The indirect impact on the Gulf nations could be more severe than the direct impact. The Gulf nations made a strategic decision, decades ago, to focus on petrochemicals, refining and NGLs. In their collective view, petrochemicals and refining can diversify their incomes and create the industrial bases needed for economic development. NGL exports create additional revenue, especially since NGLs are not counted in OPEC quotas.
The threat to the refining industry in the Gulf. Since the U.S. government doesn’t allow crude oil exports to countries overseas, the spread between several U.S. crudes and WTI, and between WTI and Brent, widened. As a result, exports of U.S. petroleum products soared from 1.2 MMbpd in 2007 to 3.4 MMbpd in recent months. These exports are expected to continue their upward trend, as long as the ban on crude exports remains in place. Future U.S. exports of petroleum products might compete directly with exports of petroleum products from the Gulf, from refineries that are being built as we speak.

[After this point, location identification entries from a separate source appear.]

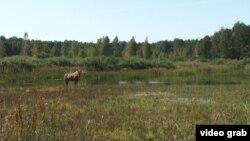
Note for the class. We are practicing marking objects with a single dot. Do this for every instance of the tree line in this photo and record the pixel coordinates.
(226, 43)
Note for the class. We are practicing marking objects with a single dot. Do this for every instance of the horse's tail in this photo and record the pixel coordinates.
(66, 78)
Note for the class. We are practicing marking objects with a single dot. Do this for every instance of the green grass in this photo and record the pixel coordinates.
(112, 112)
(101, 109)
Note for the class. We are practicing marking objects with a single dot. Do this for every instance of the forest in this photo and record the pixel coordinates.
(226, 43)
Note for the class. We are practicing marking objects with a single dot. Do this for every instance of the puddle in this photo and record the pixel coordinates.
(151, 82)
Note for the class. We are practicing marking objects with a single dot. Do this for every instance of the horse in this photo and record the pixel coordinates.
(72, 77)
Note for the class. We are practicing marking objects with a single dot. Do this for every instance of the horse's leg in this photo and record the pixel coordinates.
(66, 81)
(76, 81)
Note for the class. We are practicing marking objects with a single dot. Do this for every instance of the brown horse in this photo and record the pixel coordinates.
(72, 77)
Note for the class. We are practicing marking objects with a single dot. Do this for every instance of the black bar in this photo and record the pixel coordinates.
(223, 132)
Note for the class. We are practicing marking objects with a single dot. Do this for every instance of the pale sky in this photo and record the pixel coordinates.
(88, 20)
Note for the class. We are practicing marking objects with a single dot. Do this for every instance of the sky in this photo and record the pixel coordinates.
(88, 20)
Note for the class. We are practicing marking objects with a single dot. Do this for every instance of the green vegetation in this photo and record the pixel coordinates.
(131, 91)
(36, 105)
(226, 43)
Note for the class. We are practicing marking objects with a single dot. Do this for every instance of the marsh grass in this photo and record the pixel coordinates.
(113, 112)
(100, 109)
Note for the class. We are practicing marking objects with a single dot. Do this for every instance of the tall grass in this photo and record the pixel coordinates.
(107, 112)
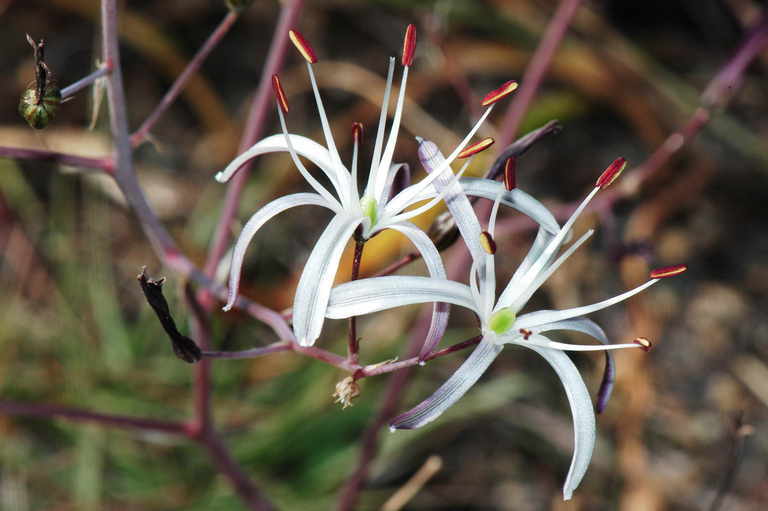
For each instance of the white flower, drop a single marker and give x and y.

The threat to the NGL industry in the Gulf. The large increase in U.S. NGL production helped the country slash its LPG imports by more than half, while its exports of NGLs increased by more than five-fold during the same period. As a result, global LPG prices declined, and Saudi Arabia lost market share to U.S. producers in Central and Latin America.
These trends are expected to continue, especially now that the Panama Canal expansion will be finished in 2015. Shipment through the canal will cut transit time from the Gulf of Mexico to Asia by two weeks. Saudi Arabia and the Gulf states are expected to lose additional market share, not only in Central and Latin America, but also in Asia. As U.S. companies are expanding LPG export capacity, Asian consumers are signing contracts to import from the U.S., to take advantage of lower prices and diversify their sources. At the end of 2012, South Korea announced plans to import 180,000 tons of LPG from the U.S. in 2014. Last February, Tokyo Electric Power announced plans to import 200,000 tons of LPG over a three-year period. In early November, various media reports stated that Japan wants to reduce its heavy dependence on LPG imports from the Middle East by importing more LPG from the U.S.
The threat to the petrochemical industry in the Gulf. The key to the competitiveness of the petrochemical industry is the low cost of feedstock and energy. In recent years, Saudi petrochemical plants enjoyed the lowest cost of feedstock and energy, while the rest of the global petrochemical industry suffered from high costs, mainly because of a dependence on the expensive oil product, naphtha.
The U.S. shale revolution has made the U.S. petrochemical industry very competitive by providing cheap ethane and fuel. Ethane prices declined by about 70% in the last two years, resulting in it being cheaper than natural gas. The low price of ethane increased the profitability of the U.S. petrochemical companies and shifted their focus back to the U.S. Thus, more than 20 petrochemical projects are under construction in the U.S. Even if ethane prices rise, the cost of ethylene in the U.S. is less than half the cost in Europe. Given the tight natural gas market in Saudi Arabia, and the abundance of tight natural gas in the U.S., the cost of U.S. ethylene will be the lowest in the world.
To sum up, the U.S. shale revolution will make global markets for petroleum products, NGLs and petrochemicals more competitive, and more efficient, by reducing the role of government-owned companies and increasing the role of the private sector. This increase in competitiveness is the most important impact of the shale revolution.